Abstract

Microsomal cytochrome P450, the ethyl isocyanide difference spectrum of dithionite-reduced microsomes (measured at the pH giving equal absorbance of 430 and 455 mμ peaks), and the aniline type II difference spectrum were affected similarly after phenobarbital induction and during the subsequent aging in vitro (about 90 hr at 1° under nitrogen) of hepatic microsomes from rats pretreated with phenobarbital. In these same microsomal preparations from phenobarbital-pretreated rats, type I spectra (caused by adding hexobarbital or (+) benzphetamine to microsomes) were increased to a greater extent and were less stable to aging in vitro than the previously mentioned components. During aging, decreases in the type II spectra paralleled the loss of total heme, but large decreases in the type I spectra were observed with little or no loss of heme.
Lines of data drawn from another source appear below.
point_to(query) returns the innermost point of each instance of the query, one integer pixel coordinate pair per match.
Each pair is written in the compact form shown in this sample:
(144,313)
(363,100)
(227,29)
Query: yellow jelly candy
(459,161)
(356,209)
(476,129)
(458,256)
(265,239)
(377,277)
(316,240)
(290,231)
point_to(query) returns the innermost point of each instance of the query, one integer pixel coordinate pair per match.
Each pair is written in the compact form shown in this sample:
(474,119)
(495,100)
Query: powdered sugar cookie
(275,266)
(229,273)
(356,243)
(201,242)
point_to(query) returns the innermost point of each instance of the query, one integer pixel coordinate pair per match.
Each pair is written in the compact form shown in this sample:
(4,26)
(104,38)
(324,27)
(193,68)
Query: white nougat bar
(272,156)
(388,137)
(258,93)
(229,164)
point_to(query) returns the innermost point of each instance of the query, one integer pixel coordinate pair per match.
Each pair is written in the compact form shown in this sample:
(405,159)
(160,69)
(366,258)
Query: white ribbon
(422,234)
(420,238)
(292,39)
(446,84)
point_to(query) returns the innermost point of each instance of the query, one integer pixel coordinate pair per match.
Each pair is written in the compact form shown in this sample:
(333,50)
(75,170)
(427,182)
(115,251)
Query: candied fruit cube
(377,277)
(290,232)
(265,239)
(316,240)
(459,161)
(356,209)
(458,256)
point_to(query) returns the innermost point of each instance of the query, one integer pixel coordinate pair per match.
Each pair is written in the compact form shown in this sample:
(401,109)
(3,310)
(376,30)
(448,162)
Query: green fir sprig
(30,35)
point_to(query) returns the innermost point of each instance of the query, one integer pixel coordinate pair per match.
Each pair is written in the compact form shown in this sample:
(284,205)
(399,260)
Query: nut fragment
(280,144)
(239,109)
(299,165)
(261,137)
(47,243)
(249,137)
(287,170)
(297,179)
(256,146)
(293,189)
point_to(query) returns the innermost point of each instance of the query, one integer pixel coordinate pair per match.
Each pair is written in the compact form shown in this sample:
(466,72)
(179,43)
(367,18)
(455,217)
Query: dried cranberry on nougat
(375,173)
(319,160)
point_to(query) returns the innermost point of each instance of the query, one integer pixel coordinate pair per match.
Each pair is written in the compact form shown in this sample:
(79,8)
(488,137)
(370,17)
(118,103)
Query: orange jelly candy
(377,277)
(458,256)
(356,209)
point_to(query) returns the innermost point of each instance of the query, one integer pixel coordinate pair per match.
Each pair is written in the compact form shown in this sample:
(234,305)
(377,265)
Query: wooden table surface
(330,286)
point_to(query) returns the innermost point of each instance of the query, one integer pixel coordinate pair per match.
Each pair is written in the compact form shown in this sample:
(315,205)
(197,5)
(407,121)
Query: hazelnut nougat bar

Also, aging did not change the pH giving equal absorbance of the 430 and 455 mμ peaks in the ethyl isocyanide difference spectrum, nor was there any shift in the wavelength of the maximum (450 mμ) in the carbon monoxide difference spectrum of dithionite-reduced microsomes. The binding associated with type I or II spectral changes did not appear to conform to simple Michaelis-Menten kinetics. Plots of ΔA vs. ΔA/S (where ΔA is the difference in absorbance between the trough and the peak in the 350 to 450 mμ region of the type I or II substrate-induced microsomal difference spectrum, and S is the corresponding substrate concentration) exhibited curvature (concave upwards). During aging, the curvature associated with plots of ΔA vs. ΔA/S using ( + ) benzphetamine increased, while the curvature associated with plots of ΔA vs. ΔA/S using aniline decreased. Some correlation was observed between increases in the rate of N-demethylation of (+) benzphetamine or p-hydroxylation of aniline and the increases in the respective type I or II difference spectra, after phenobarbital treatment of rats. Also it appeared that the rate of p-hydroxylation of aniline decreased to a lesser extent on aging than the rate of N-demethylation of (+) benzphetamine.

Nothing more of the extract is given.